※三サソ前提デイサソ





 二体の人形が向かい合っていた。
 片方は頭部から生えている黒い繊維を、小ざっぱりとした髷に整えている男だ。床に腰を下ろすような格好をしているが、その肩幅やら体格やらから長身であろうことが見て取れる。生前は凄腕の忍だった筈だ。切れ長の目に生気はなく、うつろに虚空を見つめている。
 もう一方は、赤い猫っ毛に頭を包まれている、長身の男とは比べ物にならないほど精緻な造りのひと。十代半ば程度の年齢にも見えるが、オイラには彼を少年と呼ぶことはどうしてもできない。目の前で沈黙している切れ長の目を、長い睫毛の間から見つめている彼は、傍から見ればごく当たり前に血の通った人間だった。でも、本当はそうではない事を、更には彼が少年と呼ぶには相応しくない存在である事を、オイラは知っている。それはオイラが彼と10年連れ添った(もしくは、連れ添って貰った)相方だからであり、また彼が、オイラの心をどうしようもなく掻き乱すひとだからだ。
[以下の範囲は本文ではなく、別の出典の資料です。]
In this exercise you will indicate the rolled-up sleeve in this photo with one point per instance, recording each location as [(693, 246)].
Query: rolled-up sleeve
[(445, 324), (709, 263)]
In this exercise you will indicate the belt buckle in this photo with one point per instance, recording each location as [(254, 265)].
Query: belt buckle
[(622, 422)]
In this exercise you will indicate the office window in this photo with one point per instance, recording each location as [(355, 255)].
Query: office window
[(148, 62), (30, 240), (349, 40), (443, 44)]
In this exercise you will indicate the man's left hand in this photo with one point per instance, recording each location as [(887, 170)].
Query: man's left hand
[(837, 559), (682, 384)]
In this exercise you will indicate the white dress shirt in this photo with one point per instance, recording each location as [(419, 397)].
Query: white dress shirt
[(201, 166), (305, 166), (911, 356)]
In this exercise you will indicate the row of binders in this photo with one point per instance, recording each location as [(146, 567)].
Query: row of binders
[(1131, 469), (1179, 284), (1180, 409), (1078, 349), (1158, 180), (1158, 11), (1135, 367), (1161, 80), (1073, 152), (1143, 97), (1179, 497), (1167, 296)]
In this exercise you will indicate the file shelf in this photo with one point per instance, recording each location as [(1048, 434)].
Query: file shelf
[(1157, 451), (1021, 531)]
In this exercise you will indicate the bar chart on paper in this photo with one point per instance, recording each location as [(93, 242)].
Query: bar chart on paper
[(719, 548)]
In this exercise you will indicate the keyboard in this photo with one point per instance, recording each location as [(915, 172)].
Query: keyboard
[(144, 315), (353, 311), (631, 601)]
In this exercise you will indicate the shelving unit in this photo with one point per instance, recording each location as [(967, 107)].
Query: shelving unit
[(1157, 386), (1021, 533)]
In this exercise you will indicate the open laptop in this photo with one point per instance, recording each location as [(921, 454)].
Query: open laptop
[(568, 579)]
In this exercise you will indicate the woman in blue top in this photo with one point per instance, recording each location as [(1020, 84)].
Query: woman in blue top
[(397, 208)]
 二体の人形が、互いの顔を近づけ、口元を寄せた。その、およそ唇とは呼べない無機質な口と、およそ人形のものだとは思えないほど艶めかしい唇が触れ合う様を、キスと形容して良いものか、オイラにはわからなかった。ただわかったのは、オイラがそれを美しいと思っている事実だけだ。
 三代目風影も、サソリの旦那も、オイラの属する時の流れの中には居ない。彼らの間に横たわっているのは、時を止めた美だった。時が淀んでいるという事は、一瞬を切り取ることも、永久を存続させることも成し得ない。固定された『時』に一瞬も永久もあるもんか。そこに行きたいとオイラは思った。そこに溶けてしまえば、相反する性質を持つ旦那とオイラも一緒になれるんじゃないかと、そう思ったんだ。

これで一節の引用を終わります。